他没有听懂里面的称谓,但也听出大概的意思,一个以蛇为图腾的族群?他皱着眉在脑子里搜索了一下,伦敦貌似没有这种语言的外族。蛇图腾?男孩邪恶的笑了,想用蛇语操纵一下他的小“朋友”,吓走这两个扰人清静的蠢货。
可张口的无声,让他生出不安来,他看着眼前化不开的白色浓雾,难道这是在梦里?
“瞧,这蛇眼红的倒像个宝石。你看,可像母亲戒指上的……”女孩娇软的声音蔓起了呜咽的轻愁,浓雾仿佛凝结出更浓重的湿气。
男孩厌烦的眯起眸子,忽然一阵沁人心脾的幽香萦绕进鼻端,他感到背上传来柔软的碰触。
一种陌生的舒适蔓延全身,倦意袭来……
“姑娘……快到京城了……”
“姑娘……起风了,进去吧……”
“姑娘……别哭了,这江上风大,小心皴了脸……”
“姑娘……”
断断续续的声音和娇怯怯的哭泣贯穿了整个梦境,里德尔烦躁的皱起了眉,怒火在心口层层积聚,可还来得及爆发,他陷入更深的睡梦里……
※
“姑娘……”王嬷嬷放下床帐,看了看还在暗自垂泪的小女孩,叹了一口气,“睡吧……明儿就到京城了,这眼要是肿成了桃子,先不说好看不好看,倒是会悬了你外祖母的心。”
黛玉用帕子沾了沾眼睛,将被子拉至胸口,又想起什么来,软软的话里带着浓重的鼻音,“雪雁,你看看那蛇还好么?”
“一动不动的睡着呢……”
“明儿就在岸上放生吧……”王嬷嬷给她掖了掖被角,青色的幔帐簌然垂落。
耳边是呼啸的风,像有浪潮撞击着岩石,这是到江边了?可怎么弥漫着咸腥的味道?
黛玉瑟缩的蜷了一下身子。
“手里是什么?给我!”命令的口气里全是狠厉,一个小男孩霸道的声音突兀的在耳边响起来。
怎么有这么陌生却又明了的语言?可是有人进了船舱?她惊恐的睁开了眸子。
夜色,浓郁的像化不开的浓墨,她唤不出口的声音,一动不能动的身体,这是魇住了?……
“口琴?”男孩冷酷的哼了一声,“我说的是那只手,丹尼斯……我看到你捡起来了,那只古怪的大鸟飞过的时候掉落了一个东西!……很好……红色的种子?”男孩的声音轻柔下来,音色却更加冰冷,接着挑起微讶的语气。
像是突然被温暖包裹,宛若被人小心翼翼的裹入了掌心,夹杂着好闻的松竹的香气,让她紧绷的身体逐渐松弛。

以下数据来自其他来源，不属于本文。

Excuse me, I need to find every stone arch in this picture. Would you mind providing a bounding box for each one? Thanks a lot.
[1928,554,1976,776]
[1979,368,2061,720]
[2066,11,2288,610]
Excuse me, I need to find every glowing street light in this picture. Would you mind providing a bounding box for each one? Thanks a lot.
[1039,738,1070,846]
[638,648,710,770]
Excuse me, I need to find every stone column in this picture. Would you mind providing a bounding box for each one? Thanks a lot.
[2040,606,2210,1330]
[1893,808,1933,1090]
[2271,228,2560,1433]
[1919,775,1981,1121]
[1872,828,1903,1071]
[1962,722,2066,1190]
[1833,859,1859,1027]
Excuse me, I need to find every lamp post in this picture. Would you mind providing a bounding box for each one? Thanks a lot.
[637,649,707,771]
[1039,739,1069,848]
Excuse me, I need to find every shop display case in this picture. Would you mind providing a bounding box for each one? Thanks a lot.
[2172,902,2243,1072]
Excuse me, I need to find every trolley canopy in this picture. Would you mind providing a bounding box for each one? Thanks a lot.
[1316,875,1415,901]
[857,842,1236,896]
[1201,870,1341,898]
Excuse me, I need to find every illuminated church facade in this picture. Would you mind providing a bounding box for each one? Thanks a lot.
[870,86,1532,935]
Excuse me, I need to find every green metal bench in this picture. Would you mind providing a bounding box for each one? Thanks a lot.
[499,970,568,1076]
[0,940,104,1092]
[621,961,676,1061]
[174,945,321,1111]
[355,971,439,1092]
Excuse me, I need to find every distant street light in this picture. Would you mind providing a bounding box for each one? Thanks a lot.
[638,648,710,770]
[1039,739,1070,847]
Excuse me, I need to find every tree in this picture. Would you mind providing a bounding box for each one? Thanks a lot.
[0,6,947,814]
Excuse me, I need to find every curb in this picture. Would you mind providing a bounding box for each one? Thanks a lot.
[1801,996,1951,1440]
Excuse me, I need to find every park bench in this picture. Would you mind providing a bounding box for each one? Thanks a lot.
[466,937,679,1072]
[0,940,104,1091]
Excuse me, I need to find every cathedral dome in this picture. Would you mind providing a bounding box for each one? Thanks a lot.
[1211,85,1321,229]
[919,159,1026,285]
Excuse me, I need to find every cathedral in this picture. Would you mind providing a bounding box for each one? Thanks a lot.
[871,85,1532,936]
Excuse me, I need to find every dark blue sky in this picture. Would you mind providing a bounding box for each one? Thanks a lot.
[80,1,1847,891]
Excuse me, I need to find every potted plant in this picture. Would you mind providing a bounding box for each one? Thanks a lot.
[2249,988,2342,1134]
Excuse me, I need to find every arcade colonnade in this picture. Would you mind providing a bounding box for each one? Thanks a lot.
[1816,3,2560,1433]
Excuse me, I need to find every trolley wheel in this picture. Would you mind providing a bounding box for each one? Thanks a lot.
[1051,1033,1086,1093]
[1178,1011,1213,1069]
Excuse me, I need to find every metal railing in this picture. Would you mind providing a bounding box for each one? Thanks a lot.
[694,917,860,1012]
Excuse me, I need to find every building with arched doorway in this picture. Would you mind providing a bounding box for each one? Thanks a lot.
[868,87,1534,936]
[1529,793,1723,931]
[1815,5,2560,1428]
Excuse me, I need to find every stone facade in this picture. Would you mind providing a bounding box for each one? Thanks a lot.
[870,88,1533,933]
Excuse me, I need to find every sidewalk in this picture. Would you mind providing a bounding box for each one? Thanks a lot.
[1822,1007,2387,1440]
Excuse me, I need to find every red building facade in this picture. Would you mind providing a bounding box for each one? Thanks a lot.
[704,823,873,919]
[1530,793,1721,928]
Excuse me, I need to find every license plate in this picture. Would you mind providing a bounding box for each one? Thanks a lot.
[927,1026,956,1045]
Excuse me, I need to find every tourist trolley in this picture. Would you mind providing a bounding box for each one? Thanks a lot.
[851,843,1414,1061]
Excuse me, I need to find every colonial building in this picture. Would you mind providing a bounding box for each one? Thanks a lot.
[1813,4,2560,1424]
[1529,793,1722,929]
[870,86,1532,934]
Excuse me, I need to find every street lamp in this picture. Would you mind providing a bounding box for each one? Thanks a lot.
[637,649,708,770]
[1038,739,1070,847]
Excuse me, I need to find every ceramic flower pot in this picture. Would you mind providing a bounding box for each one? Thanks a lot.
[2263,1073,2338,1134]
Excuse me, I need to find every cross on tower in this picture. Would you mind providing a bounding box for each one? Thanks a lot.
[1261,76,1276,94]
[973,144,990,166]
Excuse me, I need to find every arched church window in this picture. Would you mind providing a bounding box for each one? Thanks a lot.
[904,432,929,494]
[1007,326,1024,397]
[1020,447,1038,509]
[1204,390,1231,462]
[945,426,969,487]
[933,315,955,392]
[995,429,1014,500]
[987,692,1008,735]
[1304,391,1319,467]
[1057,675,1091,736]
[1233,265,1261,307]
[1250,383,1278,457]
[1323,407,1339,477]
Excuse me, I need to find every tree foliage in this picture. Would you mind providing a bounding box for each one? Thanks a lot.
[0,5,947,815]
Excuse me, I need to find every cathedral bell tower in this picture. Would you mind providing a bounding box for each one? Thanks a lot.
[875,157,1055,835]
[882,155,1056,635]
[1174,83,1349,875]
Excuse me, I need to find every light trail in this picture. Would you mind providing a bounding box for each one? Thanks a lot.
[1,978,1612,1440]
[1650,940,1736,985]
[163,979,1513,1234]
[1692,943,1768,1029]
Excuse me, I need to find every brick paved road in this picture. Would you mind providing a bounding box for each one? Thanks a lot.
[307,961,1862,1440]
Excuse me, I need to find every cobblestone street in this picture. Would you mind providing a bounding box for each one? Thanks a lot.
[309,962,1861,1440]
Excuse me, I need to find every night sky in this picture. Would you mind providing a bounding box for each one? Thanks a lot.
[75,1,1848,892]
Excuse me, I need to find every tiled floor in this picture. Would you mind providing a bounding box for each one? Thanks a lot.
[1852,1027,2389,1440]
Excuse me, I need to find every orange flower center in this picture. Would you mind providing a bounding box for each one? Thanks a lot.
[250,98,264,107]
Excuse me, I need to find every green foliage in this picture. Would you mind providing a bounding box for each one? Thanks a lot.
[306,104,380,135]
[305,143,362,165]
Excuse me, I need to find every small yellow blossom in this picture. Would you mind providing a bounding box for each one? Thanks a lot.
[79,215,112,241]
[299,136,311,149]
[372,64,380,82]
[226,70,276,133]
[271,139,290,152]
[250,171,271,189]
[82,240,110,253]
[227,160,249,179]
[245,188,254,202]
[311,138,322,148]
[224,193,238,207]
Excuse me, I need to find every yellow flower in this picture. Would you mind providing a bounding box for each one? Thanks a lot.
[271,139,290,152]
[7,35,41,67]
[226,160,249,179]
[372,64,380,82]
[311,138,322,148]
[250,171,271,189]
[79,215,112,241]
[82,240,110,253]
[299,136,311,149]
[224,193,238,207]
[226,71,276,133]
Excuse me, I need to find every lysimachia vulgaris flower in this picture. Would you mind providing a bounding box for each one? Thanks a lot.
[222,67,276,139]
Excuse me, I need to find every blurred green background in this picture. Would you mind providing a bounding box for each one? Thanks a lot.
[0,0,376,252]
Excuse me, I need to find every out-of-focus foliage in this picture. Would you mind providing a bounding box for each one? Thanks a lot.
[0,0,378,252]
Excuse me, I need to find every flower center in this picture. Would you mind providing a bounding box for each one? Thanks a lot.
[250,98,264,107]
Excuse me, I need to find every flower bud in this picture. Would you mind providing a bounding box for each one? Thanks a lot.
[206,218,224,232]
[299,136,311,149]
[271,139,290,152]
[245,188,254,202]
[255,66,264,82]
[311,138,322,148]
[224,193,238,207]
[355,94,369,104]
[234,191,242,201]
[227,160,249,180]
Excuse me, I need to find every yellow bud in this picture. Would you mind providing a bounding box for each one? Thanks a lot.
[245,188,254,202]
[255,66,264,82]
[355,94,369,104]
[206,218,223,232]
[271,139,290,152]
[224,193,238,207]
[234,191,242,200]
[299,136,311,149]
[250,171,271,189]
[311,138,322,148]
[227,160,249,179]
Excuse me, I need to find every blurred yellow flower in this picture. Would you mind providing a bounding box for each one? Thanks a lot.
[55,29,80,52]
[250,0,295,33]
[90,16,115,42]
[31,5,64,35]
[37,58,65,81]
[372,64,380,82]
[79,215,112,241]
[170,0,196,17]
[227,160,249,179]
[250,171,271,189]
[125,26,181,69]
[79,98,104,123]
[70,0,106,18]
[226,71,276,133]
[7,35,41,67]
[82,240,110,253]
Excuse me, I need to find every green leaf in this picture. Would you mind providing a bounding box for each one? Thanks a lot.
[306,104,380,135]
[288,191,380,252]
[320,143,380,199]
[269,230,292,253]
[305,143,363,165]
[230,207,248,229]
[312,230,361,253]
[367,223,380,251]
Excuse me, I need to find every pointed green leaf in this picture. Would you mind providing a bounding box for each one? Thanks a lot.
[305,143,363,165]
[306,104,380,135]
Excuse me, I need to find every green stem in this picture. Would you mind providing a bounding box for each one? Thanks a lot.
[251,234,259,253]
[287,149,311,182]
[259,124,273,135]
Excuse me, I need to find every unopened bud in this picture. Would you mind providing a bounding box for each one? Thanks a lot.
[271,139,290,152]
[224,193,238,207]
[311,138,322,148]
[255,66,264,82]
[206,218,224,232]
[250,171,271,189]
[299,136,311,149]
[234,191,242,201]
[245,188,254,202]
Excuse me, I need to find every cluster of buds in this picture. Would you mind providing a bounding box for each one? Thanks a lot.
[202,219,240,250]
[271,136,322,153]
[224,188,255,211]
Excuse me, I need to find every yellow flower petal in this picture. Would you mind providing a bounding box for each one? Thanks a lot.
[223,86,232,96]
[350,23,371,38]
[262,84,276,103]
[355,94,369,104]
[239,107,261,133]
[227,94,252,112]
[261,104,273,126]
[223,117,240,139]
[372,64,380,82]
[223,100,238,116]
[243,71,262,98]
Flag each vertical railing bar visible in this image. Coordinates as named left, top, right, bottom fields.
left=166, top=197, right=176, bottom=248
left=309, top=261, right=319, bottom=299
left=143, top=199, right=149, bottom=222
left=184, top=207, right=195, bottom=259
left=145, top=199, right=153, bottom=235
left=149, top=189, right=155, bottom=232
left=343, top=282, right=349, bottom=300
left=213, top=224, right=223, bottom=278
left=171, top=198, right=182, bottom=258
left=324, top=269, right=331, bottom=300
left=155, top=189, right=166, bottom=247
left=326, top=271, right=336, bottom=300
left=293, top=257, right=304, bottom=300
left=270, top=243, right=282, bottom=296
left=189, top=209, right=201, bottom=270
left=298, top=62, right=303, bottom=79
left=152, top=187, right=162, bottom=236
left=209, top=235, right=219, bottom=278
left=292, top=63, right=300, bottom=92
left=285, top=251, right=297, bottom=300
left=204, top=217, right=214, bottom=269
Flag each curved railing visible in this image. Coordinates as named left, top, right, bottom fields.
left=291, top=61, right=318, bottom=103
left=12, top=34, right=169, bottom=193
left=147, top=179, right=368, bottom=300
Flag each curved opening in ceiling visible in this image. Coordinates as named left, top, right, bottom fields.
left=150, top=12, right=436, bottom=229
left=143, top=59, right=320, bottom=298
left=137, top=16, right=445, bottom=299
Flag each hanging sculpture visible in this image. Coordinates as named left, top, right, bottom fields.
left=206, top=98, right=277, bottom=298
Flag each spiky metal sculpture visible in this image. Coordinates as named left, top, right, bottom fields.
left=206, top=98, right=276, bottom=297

“跳下去,你摔不死,下面是个洞穴……”男孩霸道的发布着命令。
“我认输还不行吗?我认输……”一个踟躇又瑟缩的童音,带着浓重的哭腔。
“告密者必须受到惩罚,丹尼斯。”男孩霸道冷酷的语气,讥嘲的发出一声冷笑。
黛玉的心刚刚揪紧,一声惊恐的尖叫突然在耳边炸开,伴随着一个小女孩凄厉的大哭,“啊——!你把他推下去了,他会摔死的,丹尼斯会死……”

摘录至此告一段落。